I would guess that maybe 25% of the time when I come home, auto-hop is not available on my PTAT shows. I don't see the kangaroo icon on any shows whatsoever, even shows that I had watched the night before. 

My video signal looks good, the internet connection looks good, I just can't hop. Then I'll try again the next day and things are working normal again. Any ideas?


----------



## Stewart Vernon (Jan 7, 2005)

What shows and what channel/networks?

Some shows apparently are not processed by PTAT, like local ones I think.


----------



## P Smith (Jul 25, 2002)

Try make cold reboot every day - disconnect power cord of h2k for 15 sec.


----------



## [email protected] Network (Jul 21, 2011)

misterp said:


> I would guess that maybe 25% of the time when I come home, auto-hop is not available on my PTAT shows. I don't see the kangaroo icon on any shows whatsoever, even shows that I had watched the night before.
> 
> My video signal looks good, the internet connection looks good, I just can't hop. Then I'll try again the next day and things are working normal again. Any ideas?


Please send me a PM with your phone or account number and I'll be happy to assist you with some troubleshooting. Thank you!


----------



## misterp (May 28, 2012)

Raymond - I will get in touch with you, I appreciate your quick responses on all of these issues. Since I'm still kind of new to hopper I'm going to try to collect all of my issues together first - some may be minor user-errors on my part that the forum can help with. 

Thanks.


----------



## misterp (May 28, 2012)

@Stewart: this affects ALL of PTAT. I can't skip any show, on any network. The kangaroo icon is completely gone, even from shows that were skipping perfectly fine the day before.


----------



## mocia (Jun 14, 2012)

I have been having the same issue. We got the Hopper on Friday the 22nd of June, had no problems with the auto hop feature until Wednesday the 27th (everything recorded that evening we are able to auto hop) but on Thursday the 28th from then until current unable to auto hop any of the shows recently recorded using PTAT.

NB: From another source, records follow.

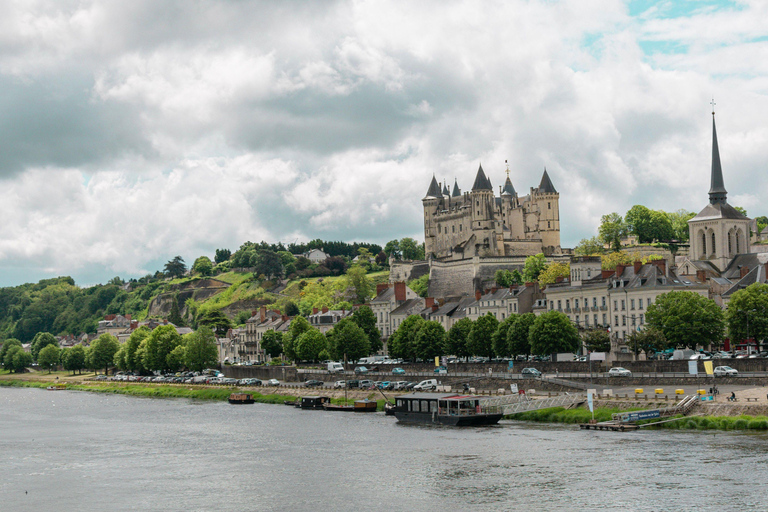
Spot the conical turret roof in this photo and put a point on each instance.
(456, 190)
(546, 187)
(481, 182)
(434, 189)
(717, 192)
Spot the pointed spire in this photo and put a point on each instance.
(456, 191)
(481, 182)
(717, 192)
(546, 187)
(434, 189)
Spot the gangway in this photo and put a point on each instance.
(522, 403)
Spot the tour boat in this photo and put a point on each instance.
(445, 409)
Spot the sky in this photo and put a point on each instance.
(134, 131)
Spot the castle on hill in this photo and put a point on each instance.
(460, 226)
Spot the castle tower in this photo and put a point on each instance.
(548, 201)
(719, 232)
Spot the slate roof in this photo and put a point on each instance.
(546, 187)
(481, 182)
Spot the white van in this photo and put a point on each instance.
(335, 367)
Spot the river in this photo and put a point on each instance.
(68, 450)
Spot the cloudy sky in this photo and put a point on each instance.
(134, 131)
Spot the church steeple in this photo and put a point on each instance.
(717, 192)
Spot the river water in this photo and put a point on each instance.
(69, 450)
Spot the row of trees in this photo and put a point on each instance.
(353, 337)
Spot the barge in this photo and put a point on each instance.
(445, 409)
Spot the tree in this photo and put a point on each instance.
(480, 341)
(156, 347)
(589, 247)
(349, 339)
(309, 345)
(74, 359)
(222, 255)
(176, 267)
(272, 343)
(612, 229)
(500, 345)
(533, 267)
(102, 352)
(357, 279)
(597, 340)
(203, 266)
(553, 332)
(411, 249)
(402, 341)
(648, 340)
(200, 350)
(41, 339)
(687, 319)
(429, 340)
(456, 339)
(16, 359)
(366, 320)
(49, 356)
(747, 312)
(518, 337)
(552, 271)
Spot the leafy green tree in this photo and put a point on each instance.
(747, 311)
(402, 342)
(456, 339)
(500, 345)
(429, 340)
(203, 266)
(612, 229)
(480, 341)
(533, 267)
(272, 343)
(41, 340)
(348, 339)
(156, 347)
(16, 359)
(309, 345)
(358, 280)
(518, 335)
(222, 255)
(366, 320)
(589, 247)
(200, 350)
(648, 340)
(176, 267)
(48, 357)
(687, 319)
(74, 359)
(102, 352)
(597, 340)
(553, 332)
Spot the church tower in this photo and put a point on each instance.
(719, 232)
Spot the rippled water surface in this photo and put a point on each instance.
(68, 450)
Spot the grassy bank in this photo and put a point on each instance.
(561, 415)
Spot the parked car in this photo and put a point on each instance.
(531, 371)
(725, 371)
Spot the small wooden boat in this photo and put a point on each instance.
(241, 398)
(366, 405)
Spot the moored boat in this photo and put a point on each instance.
(445, 409)
(241, 398)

I noticed that there was a software update on Wednesday, but like the thread starter we are new to the hopper and may have done something wrong. Any help would be great.

Thanks,
Ron


----------



## bigdog9586 (Jan 17, 2008)

I went to my PRIMETIME folder and all the shows before July 1 have the red kangaroo icon in the top right corner. Everything recorded July 1 don't have it. Looks like the suit by the networks scared them.


----------



## James Long (Apr 17, 2003)

Sorry ... but all my kangaroos are still there, including on last night's shows. The theory that DISH had quietly ended Autohop is false.


----------



## oldengineer (May 25, 2008)

Last nights PTAT shows were OK on both Hoppers except for Fox News, which was disabled. However both Hoppers had about 25-50% of shows disabled from 6/29-7/1. This seems to be an S213 problem.


----------